10.4 La tentation ou agonie de Marie

            Au jardin, Adam et Eve furent tentée. L’ecclésiastique avertissait: « Mon fils, si tu veux servir le Seigneur, soit prêt à la tentation » (Ecc 2,6). La tentation consiste, entre autre, à se rendre compte, peut-être avec une stupeur douloureuse, que les voies de Dieu ne sont pas toujours nos voies (Is 55,8-9). Jésus lui-même affronta la tentation. Au jardin des Oliviers, le soir de son arrestation, Jésus a demandé trois fois au Père que s’il était possible, il éloignât de lui cette heure, mais trois fois Jésus a accepté la volonté du Père (Mc 14, 32-42).

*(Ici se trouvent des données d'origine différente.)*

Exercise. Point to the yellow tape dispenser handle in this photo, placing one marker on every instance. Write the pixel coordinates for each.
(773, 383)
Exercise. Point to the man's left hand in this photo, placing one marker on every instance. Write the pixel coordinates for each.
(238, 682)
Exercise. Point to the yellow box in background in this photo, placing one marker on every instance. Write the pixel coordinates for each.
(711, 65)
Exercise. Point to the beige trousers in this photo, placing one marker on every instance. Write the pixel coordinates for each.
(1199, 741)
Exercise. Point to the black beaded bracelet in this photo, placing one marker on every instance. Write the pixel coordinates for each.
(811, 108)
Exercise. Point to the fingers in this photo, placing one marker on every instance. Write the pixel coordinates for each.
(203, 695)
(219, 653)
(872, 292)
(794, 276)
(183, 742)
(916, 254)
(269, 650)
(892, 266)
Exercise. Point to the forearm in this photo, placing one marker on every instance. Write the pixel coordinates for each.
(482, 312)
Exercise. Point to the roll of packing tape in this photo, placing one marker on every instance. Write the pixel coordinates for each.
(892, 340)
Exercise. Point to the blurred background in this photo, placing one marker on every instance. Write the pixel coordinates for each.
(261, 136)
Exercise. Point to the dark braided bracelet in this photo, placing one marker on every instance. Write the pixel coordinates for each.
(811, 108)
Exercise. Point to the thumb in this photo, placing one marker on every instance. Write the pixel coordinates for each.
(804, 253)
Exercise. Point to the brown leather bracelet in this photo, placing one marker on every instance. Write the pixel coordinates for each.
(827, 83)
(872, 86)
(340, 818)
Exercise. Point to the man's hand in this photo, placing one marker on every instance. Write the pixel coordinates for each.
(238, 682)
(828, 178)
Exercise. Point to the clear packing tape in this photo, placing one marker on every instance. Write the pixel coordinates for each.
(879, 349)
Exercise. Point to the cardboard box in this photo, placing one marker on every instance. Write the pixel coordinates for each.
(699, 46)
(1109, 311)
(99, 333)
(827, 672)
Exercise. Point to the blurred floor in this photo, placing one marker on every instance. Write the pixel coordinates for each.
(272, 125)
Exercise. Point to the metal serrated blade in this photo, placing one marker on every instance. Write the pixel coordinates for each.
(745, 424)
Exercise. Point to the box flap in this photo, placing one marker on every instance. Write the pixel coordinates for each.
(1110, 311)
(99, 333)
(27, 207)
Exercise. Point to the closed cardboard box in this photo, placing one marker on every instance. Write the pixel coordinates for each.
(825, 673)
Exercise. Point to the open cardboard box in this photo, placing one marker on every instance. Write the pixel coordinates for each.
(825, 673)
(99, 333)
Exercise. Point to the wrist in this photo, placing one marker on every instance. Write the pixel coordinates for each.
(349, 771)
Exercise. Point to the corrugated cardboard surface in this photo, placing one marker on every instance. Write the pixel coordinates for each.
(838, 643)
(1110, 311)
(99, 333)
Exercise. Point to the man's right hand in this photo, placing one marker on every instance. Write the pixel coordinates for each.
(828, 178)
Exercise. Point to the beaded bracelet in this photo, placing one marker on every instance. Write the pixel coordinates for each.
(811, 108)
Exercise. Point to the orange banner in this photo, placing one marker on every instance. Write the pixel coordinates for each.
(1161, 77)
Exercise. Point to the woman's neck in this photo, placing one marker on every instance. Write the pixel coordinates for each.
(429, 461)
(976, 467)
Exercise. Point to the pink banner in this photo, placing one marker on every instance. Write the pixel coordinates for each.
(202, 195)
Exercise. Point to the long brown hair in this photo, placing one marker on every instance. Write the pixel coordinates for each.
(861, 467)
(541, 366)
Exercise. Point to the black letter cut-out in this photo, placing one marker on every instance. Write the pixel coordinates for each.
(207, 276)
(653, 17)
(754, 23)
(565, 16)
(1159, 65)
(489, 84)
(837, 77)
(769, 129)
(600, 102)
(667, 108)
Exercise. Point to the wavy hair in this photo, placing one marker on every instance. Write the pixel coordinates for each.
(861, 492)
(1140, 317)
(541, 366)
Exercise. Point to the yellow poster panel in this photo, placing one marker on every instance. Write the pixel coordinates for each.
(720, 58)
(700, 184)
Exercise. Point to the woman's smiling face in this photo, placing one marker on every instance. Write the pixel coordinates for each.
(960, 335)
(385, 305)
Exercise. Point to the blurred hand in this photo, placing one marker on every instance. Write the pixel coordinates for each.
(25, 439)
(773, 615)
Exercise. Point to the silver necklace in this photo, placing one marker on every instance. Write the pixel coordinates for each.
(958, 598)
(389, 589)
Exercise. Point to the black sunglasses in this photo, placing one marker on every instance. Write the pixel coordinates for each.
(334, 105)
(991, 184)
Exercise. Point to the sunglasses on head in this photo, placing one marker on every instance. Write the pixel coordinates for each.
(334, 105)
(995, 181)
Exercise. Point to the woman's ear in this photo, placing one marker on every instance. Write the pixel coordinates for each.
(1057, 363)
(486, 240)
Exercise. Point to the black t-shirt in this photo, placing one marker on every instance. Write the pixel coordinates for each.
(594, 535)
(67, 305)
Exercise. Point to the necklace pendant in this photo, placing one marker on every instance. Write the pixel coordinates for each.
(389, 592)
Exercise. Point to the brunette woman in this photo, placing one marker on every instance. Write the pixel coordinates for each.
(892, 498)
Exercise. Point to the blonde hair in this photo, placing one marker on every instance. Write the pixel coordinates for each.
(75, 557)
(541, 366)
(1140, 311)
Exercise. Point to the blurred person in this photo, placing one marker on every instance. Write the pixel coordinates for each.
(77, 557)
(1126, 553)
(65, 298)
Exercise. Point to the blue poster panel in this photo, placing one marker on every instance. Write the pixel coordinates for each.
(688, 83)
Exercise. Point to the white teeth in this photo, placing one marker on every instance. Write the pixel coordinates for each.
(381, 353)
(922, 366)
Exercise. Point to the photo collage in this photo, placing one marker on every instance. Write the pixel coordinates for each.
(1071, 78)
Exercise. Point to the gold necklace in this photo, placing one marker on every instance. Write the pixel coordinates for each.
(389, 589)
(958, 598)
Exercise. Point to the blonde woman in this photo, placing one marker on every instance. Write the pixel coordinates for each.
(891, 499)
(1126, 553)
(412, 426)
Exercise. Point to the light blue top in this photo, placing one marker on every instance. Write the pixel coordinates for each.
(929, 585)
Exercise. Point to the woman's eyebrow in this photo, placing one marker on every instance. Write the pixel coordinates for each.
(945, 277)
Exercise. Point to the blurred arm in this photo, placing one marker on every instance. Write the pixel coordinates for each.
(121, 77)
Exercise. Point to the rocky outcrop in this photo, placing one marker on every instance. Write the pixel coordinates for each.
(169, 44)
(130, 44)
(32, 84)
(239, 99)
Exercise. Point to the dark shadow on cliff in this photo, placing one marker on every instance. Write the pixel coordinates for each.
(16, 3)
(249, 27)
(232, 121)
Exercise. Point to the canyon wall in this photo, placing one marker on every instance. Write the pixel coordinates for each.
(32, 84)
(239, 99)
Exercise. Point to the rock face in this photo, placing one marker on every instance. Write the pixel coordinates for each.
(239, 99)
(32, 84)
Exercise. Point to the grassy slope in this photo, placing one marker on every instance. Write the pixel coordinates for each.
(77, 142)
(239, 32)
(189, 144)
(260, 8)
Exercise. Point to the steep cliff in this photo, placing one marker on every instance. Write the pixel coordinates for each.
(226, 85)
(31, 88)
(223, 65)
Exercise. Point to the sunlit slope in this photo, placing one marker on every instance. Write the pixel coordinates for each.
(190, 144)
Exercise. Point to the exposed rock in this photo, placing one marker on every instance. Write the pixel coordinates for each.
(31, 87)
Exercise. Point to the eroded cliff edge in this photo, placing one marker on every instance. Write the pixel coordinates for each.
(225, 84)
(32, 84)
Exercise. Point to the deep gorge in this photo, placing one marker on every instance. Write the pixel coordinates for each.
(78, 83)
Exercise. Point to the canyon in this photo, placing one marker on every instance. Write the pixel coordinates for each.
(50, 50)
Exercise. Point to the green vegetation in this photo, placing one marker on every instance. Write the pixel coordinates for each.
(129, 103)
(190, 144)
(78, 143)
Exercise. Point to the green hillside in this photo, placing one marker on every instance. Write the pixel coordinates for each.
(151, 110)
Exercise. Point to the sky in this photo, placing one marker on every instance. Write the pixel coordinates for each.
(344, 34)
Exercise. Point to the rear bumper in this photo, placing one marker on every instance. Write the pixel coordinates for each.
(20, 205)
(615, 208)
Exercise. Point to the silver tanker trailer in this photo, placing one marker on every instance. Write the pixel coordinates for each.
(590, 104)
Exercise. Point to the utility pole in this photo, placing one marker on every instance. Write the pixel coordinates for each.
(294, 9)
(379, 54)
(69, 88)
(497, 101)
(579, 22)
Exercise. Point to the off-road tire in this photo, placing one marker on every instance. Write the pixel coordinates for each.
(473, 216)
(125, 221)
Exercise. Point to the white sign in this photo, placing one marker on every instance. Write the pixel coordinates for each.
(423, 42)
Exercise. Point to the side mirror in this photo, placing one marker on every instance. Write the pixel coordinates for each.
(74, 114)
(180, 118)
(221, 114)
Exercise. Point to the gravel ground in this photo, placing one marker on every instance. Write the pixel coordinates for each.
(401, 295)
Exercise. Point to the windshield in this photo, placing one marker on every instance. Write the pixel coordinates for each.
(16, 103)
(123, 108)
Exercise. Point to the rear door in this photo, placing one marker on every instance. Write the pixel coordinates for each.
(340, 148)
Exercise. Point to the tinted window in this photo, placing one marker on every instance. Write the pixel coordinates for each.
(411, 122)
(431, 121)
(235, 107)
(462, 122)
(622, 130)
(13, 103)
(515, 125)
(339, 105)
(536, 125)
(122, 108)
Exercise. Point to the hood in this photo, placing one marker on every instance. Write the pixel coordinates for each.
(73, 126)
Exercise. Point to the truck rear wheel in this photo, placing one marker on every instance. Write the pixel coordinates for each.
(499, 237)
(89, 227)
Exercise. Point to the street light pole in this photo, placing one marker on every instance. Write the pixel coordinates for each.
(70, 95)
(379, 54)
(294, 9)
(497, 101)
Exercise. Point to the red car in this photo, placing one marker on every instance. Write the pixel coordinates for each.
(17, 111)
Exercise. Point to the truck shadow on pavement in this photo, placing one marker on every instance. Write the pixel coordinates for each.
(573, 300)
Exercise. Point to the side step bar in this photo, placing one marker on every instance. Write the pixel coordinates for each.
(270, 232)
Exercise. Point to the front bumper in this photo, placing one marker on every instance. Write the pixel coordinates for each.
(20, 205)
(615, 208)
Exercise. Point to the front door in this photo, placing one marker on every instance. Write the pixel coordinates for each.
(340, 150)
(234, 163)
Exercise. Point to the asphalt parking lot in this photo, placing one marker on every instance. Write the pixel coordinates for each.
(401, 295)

Et Marie, a-t-elle affrontée la même tentation ? Saint Marc indique la réponse. Suivons-le. Jésus enseigne une nouvelle doctrine avec autorité (Mc 1,27), une doctrine inconnue et subversive attestée par des gestes également inédits et provocateurs. Au paralytique Jésus ose dire: "Mon fils tes péchés te sont remis" et des scribes parlent de blasphème (Mc 2,5-7). Jésus s’arrête dans la maison du publicain, c’est-à-dire percepteur des impôts, et provoque le mécontentement (Mc 2,15-17). Jésus guérit un homme à la main desséchée le jour du Shabbat (Mc 3,1-3). Alors, tout de suite « les pharisiens sortirent avec les Hérodiens et ils tinrent conseil contre lui pour le faire mourir » (Mc 3,6). Puis Jésus chasse les démons alors les scribes disent de Jésus : « il a un esprit immonde » (Mc 3,30). C’est alors qu’appellent Jésus sa mère et ses frères (Mc 3, 31-35). Etant donné que Jésus est déjà menacé de mort (Mc 3, 6), Marie traverse une épreuve similaire à celle de Jésus au jardin des Oliviers. Jésus l’invite à s’unir à la volonté du Père (Mc 3, 31-35).[4] Il souligne la priorité de sa mission sur les considérations humaines. Saint Marc ne nous dit pas la réponse de Marie.

 

            Un autre éclairage nous vient de l’Evangile de Cana (Jn 2).

            Nathanaël apprend que Jésus, le Fils de l’homme, accomplira le songe de Jacob (Jn 1, 51), c’est-à-dire qu’il devra être élevé de terre comme il le précise à Nicodème (Jn 3, 14). Jésus monte au temple et annonce sa résurrection des morts (Jn 2, 20). Et c’est au milieu de ces annonces de la Passion, qu’à Cana, Marie traverse une épreuve très particulière. Elle s’est vue un instant contrariée - « Femme qu’y a-t-il entre toi et moi, mon heure n’est pas venue » (Jn 2,4) - et manifeste aussitôt son désir que soit faite la volonté de Dieu : « faites tout ce qu’il vous dira » (2,5). Elle a veut que Jésus se manifeste comme messie, et qu’ainsi il montre « sa gloire » (2,11).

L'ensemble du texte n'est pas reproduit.